If you want radicchio for harvesting in spring, you need to give them ample time to grow them inside. Start them about 10 weeks before the final spring frost, keeping the soil between 60–70°F for germination. Transplant them a few weeks ahead of the last frost, hardening them with reduced water and heat for 3–4 days beforehand.

16. Basil

Image Credit: Pixabay
Indoor Grow Time 4–6 weeks
Germination Time 7–10 days

Basil is an herb you always need on hand, and its flavor is much more satisfying when you can enjoy it fresh.

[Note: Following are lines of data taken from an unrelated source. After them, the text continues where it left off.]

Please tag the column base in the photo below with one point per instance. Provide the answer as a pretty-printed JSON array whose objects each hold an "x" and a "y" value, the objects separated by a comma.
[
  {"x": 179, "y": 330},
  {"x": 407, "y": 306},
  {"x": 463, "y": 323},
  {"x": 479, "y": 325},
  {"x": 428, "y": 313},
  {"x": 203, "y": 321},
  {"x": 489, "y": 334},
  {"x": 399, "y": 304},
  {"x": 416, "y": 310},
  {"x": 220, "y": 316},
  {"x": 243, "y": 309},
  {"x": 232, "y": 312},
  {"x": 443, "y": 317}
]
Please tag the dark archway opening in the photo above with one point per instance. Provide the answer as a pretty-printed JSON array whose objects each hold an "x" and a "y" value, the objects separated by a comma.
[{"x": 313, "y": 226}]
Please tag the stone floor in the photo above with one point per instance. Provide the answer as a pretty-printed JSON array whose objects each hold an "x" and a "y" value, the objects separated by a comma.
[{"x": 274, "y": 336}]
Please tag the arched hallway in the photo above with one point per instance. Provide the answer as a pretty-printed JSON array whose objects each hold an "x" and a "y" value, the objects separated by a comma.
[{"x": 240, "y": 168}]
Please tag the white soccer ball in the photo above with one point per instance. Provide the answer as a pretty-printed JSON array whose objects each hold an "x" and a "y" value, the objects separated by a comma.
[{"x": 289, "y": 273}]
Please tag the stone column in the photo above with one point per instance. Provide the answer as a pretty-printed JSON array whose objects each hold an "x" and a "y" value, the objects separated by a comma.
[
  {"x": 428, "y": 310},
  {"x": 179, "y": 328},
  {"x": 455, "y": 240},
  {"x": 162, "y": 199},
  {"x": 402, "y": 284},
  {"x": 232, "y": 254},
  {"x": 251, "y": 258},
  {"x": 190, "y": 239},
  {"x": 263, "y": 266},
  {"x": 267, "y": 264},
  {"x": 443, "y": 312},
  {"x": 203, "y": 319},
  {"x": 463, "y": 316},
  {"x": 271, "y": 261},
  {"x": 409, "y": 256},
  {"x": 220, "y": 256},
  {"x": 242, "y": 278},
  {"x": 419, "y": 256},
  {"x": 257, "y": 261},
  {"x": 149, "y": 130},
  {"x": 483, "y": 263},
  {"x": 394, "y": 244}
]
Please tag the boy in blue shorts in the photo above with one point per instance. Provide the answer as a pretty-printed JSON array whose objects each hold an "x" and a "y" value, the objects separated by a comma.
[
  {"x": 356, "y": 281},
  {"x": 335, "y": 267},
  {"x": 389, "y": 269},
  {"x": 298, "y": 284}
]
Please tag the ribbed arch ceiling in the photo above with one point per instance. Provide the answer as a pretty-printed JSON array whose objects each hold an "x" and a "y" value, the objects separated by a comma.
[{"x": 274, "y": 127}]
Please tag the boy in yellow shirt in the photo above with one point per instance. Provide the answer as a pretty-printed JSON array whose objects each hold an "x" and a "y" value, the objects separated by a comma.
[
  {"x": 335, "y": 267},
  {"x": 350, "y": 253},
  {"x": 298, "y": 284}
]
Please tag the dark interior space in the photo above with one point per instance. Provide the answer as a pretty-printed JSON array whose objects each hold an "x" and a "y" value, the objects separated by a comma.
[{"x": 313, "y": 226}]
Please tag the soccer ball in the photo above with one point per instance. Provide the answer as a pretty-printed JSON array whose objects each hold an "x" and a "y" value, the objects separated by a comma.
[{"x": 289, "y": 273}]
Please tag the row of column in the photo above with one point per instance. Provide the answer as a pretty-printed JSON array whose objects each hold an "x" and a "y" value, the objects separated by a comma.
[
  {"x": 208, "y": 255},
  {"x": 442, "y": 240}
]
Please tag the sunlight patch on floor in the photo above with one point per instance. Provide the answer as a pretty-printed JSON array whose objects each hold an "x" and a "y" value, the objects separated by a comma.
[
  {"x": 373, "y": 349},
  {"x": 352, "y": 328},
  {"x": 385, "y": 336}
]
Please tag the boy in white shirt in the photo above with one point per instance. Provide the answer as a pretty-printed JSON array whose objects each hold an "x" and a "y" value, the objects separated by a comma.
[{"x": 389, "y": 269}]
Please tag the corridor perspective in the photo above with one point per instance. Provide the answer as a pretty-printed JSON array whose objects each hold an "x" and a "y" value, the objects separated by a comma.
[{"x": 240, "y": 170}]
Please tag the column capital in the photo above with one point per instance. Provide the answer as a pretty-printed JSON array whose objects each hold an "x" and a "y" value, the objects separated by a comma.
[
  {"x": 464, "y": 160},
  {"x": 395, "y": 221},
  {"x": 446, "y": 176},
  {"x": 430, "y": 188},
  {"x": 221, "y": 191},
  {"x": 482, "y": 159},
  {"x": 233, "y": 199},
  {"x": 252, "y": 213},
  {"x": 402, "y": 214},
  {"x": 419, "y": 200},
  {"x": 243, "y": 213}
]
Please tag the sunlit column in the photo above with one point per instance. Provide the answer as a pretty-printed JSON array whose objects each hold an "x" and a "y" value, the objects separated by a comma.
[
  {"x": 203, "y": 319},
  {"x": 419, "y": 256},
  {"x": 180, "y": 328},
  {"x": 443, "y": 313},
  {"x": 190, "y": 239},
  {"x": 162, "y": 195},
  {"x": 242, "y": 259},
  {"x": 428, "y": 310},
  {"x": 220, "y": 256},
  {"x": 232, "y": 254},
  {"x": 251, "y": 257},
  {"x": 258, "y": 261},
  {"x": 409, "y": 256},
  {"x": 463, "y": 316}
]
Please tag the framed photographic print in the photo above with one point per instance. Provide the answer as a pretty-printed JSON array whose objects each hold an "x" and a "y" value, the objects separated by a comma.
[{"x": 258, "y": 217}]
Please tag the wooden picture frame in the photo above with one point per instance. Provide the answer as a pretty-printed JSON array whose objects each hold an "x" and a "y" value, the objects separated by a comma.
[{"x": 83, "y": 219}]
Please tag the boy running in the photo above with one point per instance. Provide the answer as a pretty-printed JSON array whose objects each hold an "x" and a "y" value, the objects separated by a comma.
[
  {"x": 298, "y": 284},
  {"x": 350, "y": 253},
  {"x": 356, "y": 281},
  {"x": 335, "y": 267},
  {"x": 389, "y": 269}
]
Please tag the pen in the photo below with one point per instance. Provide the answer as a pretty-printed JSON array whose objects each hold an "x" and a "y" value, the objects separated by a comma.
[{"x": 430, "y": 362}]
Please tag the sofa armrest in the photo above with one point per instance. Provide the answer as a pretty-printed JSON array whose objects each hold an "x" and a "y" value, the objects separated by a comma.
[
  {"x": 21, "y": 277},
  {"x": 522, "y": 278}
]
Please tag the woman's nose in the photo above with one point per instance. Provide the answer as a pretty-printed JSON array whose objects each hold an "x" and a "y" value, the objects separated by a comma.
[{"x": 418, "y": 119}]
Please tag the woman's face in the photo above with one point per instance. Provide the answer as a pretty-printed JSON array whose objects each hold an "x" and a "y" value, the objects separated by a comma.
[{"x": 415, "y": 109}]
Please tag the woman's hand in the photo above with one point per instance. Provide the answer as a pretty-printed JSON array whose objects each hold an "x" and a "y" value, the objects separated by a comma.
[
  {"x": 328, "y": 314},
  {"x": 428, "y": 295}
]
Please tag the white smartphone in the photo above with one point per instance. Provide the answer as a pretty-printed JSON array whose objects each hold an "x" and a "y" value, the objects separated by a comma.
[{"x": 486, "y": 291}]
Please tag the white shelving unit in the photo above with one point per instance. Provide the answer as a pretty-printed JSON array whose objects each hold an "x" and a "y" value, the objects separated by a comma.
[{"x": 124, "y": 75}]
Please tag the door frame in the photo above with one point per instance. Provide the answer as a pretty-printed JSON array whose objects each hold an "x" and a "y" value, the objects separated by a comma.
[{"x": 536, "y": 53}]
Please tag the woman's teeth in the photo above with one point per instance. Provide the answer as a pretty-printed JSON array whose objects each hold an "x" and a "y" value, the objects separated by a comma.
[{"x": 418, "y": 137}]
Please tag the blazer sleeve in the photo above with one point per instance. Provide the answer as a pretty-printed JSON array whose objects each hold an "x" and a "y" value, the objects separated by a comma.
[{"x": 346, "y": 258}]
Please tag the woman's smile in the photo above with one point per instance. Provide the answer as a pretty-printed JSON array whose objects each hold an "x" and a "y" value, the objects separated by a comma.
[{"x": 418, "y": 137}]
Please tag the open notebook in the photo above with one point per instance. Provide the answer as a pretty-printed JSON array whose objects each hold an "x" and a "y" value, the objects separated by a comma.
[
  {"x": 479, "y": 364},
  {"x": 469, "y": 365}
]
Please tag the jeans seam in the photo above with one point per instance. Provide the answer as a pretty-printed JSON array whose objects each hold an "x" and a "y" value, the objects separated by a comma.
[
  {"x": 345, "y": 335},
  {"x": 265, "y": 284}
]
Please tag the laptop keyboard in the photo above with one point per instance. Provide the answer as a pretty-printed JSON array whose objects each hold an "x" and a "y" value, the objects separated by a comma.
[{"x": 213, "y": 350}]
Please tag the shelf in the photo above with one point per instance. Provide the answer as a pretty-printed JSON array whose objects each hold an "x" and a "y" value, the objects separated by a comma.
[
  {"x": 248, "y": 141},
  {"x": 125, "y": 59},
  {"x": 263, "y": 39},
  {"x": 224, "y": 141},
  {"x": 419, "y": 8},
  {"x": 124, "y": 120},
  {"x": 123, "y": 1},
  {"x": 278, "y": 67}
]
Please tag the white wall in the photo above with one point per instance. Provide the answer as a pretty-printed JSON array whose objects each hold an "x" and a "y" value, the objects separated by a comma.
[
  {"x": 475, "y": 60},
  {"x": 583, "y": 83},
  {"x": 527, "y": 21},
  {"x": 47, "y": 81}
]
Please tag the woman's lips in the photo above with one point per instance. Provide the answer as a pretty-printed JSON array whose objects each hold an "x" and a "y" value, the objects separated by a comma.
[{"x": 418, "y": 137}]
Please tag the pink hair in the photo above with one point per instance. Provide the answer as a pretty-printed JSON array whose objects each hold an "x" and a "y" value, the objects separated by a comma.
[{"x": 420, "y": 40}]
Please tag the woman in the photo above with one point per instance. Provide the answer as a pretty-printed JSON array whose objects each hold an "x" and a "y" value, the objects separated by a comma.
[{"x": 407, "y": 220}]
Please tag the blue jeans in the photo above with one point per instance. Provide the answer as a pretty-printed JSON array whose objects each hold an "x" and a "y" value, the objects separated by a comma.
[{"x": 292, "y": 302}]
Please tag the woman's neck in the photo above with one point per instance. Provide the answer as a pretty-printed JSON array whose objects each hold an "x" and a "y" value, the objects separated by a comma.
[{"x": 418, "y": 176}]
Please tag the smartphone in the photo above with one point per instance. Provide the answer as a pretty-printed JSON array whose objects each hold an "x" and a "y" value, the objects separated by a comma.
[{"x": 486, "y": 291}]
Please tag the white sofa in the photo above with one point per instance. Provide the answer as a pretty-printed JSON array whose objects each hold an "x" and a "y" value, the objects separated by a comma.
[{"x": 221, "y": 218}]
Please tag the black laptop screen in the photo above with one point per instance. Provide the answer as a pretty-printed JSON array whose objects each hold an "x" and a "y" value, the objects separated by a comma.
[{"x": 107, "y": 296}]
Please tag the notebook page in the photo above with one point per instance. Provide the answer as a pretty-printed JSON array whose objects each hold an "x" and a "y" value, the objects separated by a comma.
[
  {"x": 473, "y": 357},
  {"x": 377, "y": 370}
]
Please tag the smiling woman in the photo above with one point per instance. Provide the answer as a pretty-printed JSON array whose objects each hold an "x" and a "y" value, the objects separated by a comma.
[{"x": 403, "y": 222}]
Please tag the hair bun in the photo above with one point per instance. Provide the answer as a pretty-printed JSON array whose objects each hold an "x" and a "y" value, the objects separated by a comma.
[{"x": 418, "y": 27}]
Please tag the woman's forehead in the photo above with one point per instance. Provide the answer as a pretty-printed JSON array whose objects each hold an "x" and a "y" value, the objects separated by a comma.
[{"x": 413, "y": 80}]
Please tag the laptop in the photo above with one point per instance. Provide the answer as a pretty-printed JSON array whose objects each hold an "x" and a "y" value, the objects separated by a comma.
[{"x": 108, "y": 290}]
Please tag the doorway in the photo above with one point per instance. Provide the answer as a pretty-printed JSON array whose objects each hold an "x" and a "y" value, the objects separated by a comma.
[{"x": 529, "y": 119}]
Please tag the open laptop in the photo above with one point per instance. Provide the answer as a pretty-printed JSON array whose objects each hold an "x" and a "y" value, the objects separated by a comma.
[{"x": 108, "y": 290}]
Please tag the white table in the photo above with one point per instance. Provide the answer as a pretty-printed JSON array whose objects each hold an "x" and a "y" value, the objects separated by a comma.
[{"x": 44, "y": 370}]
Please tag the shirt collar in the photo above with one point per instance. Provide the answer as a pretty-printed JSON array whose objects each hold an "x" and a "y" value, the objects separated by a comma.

Grow it indoors for its whole life or start it from seed indoors and transplant it. Because it enjoys warm weather, starting it indoors a month or so before it gets nice outside will give you a jump on the growing season.

Plant 2–3 basil seeds per pot and allow them to germinate in moist soil. When they start to sprout, keep them under lights for 14 hours daily to promote full growth. Once the basil has four or more leaves, you can start acclimating it to the outdoors before transplanting.

17. Rosemary

rosemary herbs in garden
Image Credit: pilialoha, Shutterstock
Indoor Grow Time 12–14 weeks
Germination Time 2–4 weeks

Rosemary is a uniquely flavorful herb that is well worth the effort to grow on your own. It takes a long time to grow, so if you live in cooler climates it’s one herb that makes sense to start growing indoors.

Rosemary likes warmer weather and healthy amounts of sunlight, so you may need to use grow lights during short winter days. It can take a long time for them to germinate, so don’t be discouraged if you don’t see any sprouts for a few weeks. Keep them in well-draining soil, making sure they aren’t overwatered.


Final Thoughts

Starting plants from seed indoors can make gardening much easier and provide you with richer specimens. Depending on where you live, it can allow you to grow an assortment of fruit, vegetables, and herbs that would otherwise be impossible to pull off. Get started on your garden early with this list of the easiest plants to grow from seed indoors, and enjoy the fruits (or vegetables) of your labor sooner rather than later!